Born on Melville Island but now a legend in Tigerland, the late Maurice Rioli had a short stint with St Mary’s before being snapped up by WAFL club South Fremantle where he played 168 games, scoring 133 goals and twice winning the Simpson Medal in 1980 and 1981.
Recognising his abundance of natural talent and flair for the game, Richmond recruited the talented Tiwi where he played 118 games in six seasons and scored 80 goals wearing the famous yellow and black. Rioli won the club’s Best and Fairest in 1982 and 1983 and was awarded the Norm Smith medal for his outstanding performance in the 1982 Grand Final.
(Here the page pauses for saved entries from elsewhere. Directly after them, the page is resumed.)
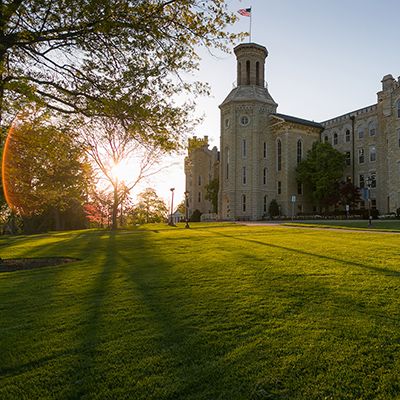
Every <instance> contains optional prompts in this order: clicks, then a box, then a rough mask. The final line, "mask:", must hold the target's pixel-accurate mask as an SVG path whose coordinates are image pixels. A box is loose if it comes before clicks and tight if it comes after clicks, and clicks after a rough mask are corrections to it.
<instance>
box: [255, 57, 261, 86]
mask: <svg viewBox="0 0 400 400" xmlns="http://www.w3.org/2000/svg"><path fill="white" fill-rule="evenodd" d="M259 84H260V63H259V62H258V61H257V62H256V85H259Z"/></svg>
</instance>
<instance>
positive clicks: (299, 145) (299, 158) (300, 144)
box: [297, 139, 303, 164]
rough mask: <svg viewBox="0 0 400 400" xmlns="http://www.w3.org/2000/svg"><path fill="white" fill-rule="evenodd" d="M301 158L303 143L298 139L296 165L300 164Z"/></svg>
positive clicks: (302, 154) (302, 152)
mask: <svg viewBox="0 0 400 400" xmlns="http://www.w3.org/2000/svg"><path fill="white" fill-rule="evenodd" d="M302 158H303V142H302V141H301V140H300V139H299V140H298V141H297V164H299V163H300V162H301V159H302Z"/></svg>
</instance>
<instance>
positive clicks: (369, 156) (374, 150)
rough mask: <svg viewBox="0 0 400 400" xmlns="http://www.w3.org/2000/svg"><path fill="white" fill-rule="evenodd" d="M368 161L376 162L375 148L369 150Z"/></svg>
mask: <svg viewBox="0 0 400 400" xmlns="http://www.w3.org/2000/svg"><path fill="white" fill-rule="evenodd" d="M369 161H376V147H375V146H373V147H370V148H369Z"/></svg>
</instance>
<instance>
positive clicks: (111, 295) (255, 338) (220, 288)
mask: <svg viewBox="0 0 400 400" xmlns="http://www.w3.org/2000/svg"><path fill="white" fill-rule="evenodd" d="M399 245H400V236H399V235H394V234H393V235H392V234H378V233H365V232H356V231H354V232H345V231H343V232H338V231H329V230H321V231H320V230H305V229H297V228H285V227H245V226H237V225H230V224H225V225H219V224H214V225H211V224H208V225H206V224H203V225H202V224H197V225H194V226H193V227H192V229H190V230H185V229H183V226H182V227H179V228H167V227H165V226H147V227H143V228H140V229H137V230H132V231H119V232H117V233H110V232H106V231H74V232H66V233H54V234H46V235H36V236H31V237H15V238H1V239H0V257H2V258H10V257H39V256H64V257H76V258H79V259H80V260H81V261H78V262H75V263H72V264H68V265H63V266H59V267H46V268H41V269H37V270H30V271H18V272H9V273H1V274H0V359H1V362H0V398H1V399H13V400H14V399H39V398H40V399H76V398H80V399H107V398H108V399H204V400H206V399H207V400H209V399H229V400H231V399H394V398H399V396H400V381H399V375H400V289H399V288H400V285H399V284H400V256H399Z"/></svg>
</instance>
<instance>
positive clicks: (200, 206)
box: [185, 136, 219, 216]
mask: <svg viewBox="0 0 400 400" xmlns="http://www.w3.org/2000/svg"><path fill="white" fill-rule="evenodd" d="M208 146H209V145H208V136H204V138H203V139H201V138H197V137H196V136H194V137H193V138H192V139H189V145H188V155H187V157H186V158H185V175H186V190H187V191H188V192H189V198H188V200H189V204H188V205H189V207H188V214H189V216H191V215H192V214H193V211H195V210H199V211H200V212H201V213H202V214H211V213H213V212H214V210H213V206H212V204H211V202H210V201H209V200H206V193H207V189H206V186H207V185H208V184H209V183H210V182H211V181H212V180H213V179H215V178H218V171H219V168H218V164H219V163H218V160H219V152H218V150H217V148H216V147H214V148H213V149H212V150H210V149H209V148H208Z"/></svg>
Rioli was sublimely skilled, often seeming to glide across the turf, but he was also tough as nails, a quality frequently called upon in the Victorian football climate of the 1980s. Highly decorated, he was runner-up in the 1983 Brownlow Medal, named an All-Australian in 1983, 1986 and 1988.
Proving his versatility and talent once again, Rioli also received the best player award in the 1984 International Rules Series against Ireland.
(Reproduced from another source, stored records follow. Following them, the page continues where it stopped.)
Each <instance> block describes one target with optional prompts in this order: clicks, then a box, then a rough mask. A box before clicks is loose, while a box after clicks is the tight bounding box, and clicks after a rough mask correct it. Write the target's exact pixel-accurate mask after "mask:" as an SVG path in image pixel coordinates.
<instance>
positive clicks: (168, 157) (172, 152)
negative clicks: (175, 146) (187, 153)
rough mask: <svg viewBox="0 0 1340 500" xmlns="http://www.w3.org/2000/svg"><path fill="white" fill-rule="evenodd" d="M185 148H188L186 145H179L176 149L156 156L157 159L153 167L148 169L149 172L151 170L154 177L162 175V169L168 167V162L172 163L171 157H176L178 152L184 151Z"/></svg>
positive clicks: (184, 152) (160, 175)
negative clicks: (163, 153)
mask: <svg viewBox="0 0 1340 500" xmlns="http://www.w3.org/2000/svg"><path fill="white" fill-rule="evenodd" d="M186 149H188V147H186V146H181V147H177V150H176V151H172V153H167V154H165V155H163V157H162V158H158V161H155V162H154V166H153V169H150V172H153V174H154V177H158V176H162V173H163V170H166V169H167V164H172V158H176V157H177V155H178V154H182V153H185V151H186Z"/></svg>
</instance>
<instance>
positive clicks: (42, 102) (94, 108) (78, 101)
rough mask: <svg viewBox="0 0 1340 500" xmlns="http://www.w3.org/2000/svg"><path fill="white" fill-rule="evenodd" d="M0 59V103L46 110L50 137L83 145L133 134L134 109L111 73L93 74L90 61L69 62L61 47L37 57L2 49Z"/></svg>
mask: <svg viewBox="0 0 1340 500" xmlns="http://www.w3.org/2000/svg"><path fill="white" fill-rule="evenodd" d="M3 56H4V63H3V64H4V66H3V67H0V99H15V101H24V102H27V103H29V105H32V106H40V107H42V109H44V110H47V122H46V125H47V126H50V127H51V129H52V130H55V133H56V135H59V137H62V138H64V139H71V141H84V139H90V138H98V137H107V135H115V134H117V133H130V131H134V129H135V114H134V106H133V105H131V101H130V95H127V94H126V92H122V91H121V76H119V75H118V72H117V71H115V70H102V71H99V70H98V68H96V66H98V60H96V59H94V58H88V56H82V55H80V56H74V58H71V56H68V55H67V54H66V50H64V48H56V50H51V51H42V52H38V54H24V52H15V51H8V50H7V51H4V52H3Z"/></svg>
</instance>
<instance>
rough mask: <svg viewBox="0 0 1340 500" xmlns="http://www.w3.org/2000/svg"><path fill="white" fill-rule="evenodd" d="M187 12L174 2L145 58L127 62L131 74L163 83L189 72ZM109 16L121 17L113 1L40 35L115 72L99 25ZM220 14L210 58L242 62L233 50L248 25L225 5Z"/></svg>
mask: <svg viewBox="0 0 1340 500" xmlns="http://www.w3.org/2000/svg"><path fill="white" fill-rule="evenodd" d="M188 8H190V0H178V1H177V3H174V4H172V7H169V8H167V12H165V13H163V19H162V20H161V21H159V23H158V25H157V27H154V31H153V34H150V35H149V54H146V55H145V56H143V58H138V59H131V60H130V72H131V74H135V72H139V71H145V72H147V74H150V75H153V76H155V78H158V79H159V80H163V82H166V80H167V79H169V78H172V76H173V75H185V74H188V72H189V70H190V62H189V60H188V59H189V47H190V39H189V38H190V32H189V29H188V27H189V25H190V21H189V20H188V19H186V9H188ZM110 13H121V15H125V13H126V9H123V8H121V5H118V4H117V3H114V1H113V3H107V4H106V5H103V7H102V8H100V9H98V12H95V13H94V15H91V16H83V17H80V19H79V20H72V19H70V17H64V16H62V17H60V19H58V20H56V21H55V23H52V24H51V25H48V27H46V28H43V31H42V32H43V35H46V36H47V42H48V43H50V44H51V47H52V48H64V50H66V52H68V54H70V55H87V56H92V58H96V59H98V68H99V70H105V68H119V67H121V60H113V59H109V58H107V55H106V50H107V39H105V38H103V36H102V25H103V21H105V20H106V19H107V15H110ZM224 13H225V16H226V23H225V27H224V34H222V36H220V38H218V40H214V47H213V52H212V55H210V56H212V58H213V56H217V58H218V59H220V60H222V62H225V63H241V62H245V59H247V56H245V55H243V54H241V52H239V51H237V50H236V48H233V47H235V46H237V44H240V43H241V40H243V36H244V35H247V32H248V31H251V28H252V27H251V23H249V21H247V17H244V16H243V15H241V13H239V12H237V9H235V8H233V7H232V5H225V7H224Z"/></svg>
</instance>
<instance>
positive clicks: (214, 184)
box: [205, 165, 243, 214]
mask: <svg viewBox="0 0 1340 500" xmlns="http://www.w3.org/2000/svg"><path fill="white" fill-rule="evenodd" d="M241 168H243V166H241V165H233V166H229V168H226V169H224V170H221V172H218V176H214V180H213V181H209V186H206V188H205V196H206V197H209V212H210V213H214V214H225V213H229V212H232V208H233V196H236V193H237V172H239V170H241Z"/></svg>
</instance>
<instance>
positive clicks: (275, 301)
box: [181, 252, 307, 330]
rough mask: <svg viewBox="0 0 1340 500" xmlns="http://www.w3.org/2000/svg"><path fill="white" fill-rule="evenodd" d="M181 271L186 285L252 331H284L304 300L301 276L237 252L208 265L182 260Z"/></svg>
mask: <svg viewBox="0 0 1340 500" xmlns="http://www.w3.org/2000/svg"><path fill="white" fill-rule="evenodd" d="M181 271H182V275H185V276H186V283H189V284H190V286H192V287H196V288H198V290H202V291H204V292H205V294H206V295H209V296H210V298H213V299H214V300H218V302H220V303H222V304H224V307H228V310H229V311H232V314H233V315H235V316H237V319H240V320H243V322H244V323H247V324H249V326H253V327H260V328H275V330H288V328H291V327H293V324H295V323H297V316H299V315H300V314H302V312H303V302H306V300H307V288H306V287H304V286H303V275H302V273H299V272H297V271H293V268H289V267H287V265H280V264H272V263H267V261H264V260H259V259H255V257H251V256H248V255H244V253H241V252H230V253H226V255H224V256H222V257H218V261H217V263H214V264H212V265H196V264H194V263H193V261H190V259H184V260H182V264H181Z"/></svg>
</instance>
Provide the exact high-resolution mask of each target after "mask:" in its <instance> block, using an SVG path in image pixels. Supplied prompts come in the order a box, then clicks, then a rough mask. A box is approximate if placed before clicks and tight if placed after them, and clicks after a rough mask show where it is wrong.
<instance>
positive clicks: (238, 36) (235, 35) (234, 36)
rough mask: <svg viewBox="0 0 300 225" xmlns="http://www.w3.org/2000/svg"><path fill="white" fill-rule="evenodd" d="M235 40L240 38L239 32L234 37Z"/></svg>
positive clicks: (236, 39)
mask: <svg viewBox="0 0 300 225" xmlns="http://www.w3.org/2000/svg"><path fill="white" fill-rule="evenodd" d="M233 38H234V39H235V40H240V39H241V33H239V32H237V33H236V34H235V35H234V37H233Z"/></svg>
He represented the Northern Territory eight times, captaining the team five times and in 1990 he returned to the NTFL to captain Waratah Football Club, coaching the team two years later. In 2005 he was named in the AFL Indigenous Team of the Century, a richly deserved reward for a man who achieved so much in the football world.
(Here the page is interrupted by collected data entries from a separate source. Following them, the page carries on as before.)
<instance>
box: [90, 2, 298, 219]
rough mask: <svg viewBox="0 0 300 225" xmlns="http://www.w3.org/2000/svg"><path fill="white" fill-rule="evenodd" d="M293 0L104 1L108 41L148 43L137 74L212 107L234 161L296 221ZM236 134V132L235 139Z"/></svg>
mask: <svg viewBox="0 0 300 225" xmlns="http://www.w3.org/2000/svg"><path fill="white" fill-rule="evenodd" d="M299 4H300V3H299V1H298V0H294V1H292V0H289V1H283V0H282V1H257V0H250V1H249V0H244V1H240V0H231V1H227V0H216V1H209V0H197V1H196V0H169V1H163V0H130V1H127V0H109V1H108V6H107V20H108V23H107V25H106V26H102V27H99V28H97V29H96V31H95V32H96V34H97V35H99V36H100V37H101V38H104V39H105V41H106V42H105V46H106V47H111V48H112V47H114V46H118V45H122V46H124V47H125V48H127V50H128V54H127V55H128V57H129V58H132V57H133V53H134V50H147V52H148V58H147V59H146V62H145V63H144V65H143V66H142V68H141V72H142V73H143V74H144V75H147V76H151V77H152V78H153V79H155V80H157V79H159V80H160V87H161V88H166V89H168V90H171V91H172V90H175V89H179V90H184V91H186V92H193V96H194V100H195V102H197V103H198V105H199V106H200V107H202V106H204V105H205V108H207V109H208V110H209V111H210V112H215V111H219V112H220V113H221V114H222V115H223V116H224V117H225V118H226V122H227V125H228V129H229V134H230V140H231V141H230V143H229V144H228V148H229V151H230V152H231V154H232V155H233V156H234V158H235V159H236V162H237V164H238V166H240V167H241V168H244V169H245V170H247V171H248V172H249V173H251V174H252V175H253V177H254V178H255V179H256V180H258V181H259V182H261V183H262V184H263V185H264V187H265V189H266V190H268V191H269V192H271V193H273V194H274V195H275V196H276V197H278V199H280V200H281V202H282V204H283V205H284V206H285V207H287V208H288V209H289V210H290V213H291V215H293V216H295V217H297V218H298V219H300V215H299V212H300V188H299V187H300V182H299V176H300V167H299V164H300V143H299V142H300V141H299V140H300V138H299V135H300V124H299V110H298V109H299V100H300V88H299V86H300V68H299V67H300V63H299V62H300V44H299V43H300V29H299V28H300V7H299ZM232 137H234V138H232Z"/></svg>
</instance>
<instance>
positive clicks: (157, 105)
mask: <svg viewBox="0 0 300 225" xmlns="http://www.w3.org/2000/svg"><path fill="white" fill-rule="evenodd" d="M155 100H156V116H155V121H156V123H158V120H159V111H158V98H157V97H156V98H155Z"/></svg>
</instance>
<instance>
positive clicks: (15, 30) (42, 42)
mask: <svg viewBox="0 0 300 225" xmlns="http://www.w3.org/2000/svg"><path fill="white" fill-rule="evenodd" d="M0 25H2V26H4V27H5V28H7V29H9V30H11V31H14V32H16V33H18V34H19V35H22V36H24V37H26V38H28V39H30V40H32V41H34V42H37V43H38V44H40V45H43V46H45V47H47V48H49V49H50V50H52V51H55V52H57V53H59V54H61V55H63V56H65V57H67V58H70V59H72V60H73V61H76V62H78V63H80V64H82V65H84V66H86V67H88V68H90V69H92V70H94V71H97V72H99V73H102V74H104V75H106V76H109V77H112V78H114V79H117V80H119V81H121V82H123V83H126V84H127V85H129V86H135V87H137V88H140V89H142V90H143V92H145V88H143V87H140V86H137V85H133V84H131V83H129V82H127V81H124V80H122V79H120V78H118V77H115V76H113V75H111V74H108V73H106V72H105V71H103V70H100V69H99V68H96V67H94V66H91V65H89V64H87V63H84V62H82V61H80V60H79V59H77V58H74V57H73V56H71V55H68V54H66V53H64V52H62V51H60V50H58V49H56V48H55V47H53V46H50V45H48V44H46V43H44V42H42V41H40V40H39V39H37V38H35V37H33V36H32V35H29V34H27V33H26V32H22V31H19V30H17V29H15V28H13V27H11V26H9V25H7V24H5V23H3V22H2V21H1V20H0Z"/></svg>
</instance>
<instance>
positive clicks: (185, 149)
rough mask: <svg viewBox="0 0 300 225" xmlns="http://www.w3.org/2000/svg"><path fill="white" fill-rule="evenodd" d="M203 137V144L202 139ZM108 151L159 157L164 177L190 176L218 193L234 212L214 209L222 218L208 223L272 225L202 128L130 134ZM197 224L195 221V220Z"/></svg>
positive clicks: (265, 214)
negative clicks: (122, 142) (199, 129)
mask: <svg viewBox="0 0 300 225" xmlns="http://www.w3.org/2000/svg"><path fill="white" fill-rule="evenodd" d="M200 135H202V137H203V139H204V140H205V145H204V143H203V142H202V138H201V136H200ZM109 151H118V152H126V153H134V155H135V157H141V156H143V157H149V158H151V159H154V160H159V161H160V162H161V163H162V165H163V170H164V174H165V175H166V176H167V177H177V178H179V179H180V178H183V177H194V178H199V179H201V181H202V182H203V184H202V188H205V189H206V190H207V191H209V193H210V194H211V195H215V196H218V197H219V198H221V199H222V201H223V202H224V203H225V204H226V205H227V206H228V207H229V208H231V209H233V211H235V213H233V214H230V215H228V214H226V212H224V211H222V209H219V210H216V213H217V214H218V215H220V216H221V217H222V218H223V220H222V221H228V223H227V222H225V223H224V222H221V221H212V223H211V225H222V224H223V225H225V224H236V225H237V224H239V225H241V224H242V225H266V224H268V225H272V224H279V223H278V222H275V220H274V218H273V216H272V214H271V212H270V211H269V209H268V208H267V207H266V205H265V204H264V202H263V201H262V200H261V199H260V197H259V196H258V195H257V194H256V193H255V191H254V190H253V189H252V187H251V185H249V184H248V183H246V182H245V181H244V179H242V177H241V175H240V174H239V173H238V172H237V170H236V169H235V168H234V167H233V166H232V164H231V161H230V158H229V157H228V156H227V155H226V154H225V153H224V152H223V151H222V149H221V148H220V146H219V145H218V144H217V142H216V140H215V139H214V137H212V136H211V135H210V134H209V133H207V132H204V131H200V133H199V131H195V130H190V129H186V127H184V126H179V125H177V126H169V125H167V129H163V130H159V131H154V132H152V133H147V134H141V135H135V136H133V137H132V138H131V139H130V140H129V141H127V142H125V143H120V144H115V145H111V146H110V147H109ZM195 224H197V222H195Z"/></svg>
In 2010 Maurice Rioli was inducted as a legend into the AFLNT Hall of Fame and this year he was inducted into the Australian Football Hall of Fame, due recognition for this giant of the game who entertained so many football fans with his ability, flair, talent and skill. Maurice Rioli is bestowed with yet another immense honour as he assumes his rightful place in the AFLNT Team of the Century.